It is a condition that occurs when tissue similar to the inside lining of the uterus is found outside of its normal location. Endometrial implants can be found on the ovaries, fallopian tubes, and ligaments that support the uterus and tissue covering the bladder and rectum. The most common locations of endometrial implants in teens are in the cul–de–sac area (behind the uterus), and near the bladder.
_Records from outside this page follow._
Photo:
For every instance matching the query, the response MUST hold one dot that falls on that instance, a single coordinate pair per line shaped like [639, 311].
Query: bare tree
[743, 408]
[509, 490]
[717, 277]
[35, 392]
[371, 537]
What causes endometriosis?

The exact cause is not known. It is thought that some cells from the womb (uterus) lining (the endometrium) get outside the uterus through the tubes by retrograde flow into the pelvic area. The ‘spilt’ endometrial cells then continue to survive next to the uterus, ovary, bladder, bowel, or Fallopian tube or even on previous scars like that of caesarean section. The cells respond to the female hormone oestrogen, just like the lining of the uterus does each month. Throughout each month the cells multiply and swell, and then break down as if ready to be shed at the time of your period. However, because they are trapped inside the pelvic area, they cannot escape. They form patches of tissue called endometriosis. Patches of endometriosis tend to be adhesion forming and may hence join organs to each otherlike bowel to the uterus, omentum to the uterus, ovaries and uterus etc.The cysts can fill with dark blood; this is known as ‘chocolate cysts’.

With each menstrual cycle, the implants go through the same growing, breaking down, and bleeding that the uterine lining (endometrium) goes through. This is why endometriosis pain may start as mild discomfort a few days before the menstrual period and then usually is gone by the time the period ends. But if an implant grows in a sensitive area, it can cause constant pain or pain during certain activities, such as sex, exercise, or bowel movements.
Between 20% and 40% of women who are infertile have endometriosis.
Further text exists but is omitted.